Indeed, Foreign Minister Augustine Mahiga became the first EAC member to openly support the deployment of 5,000 peacekeeping troops to Burundi. Tanzania is supporting the largest share of Burundian refugees, taking in 124,000.
The latest revelations from the United Nations that the organisation would not be adequately prepared to act should the worst scenario of violence occur in Burundi seems to show that the international community has no plans.
In a leaked memo, the UN head of peacekeeping operations, Hervé Ladsous, said the body was limited in its ability to combat significant violence in the event no country stepped up to protect civilians.

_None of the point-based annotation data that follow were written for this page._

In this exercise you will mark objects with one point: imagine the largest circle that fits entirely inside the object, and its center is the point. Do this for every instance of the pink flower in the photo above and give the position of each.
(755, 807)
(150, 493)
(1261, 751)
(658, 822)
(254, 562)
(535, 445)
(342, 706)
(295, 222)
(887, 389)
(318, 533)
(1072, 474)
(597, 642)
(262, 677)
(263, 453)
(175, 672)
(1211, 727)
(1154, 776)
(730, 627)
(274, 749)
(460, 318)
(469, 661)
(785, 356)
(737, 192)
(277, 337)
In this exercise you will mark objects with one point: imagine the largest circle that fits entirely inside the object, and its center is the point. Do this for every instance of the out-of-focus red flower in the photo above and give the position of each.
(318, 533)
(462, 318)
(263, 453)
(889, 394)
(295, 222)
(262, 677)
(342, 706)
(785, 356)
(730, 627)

The Security Council will file a report following its 20-22 January visit to Burundi. "But anyone's actions now seem rather ineffective when you have kidnappings, extra-judicial tortures and bodies still found in the streets everyday," Jones said.
Is the peace process dead?
Nkurunziza's delegation refused to attend the AU's scheduled 6 and 16 January round of negotiations with leaders of Burundi's umbrella opposition group, CNARED, which it accuses of involvement in May's coup, and of recruiting refugees in neighbouring countries to wage war on Bujumbura.
Insiders have told IBTimes UK they believe "it could help soften Nkurunziza's position if his accusations that neighbouring Rwanda is supporting rebels to topple the government are taken seriously. Uganda's Defence Minister, Crispus Kiyonga, a mediator of the talks between government and the opposition this week said regional leaders would investigate the claims, which Rwanda denies.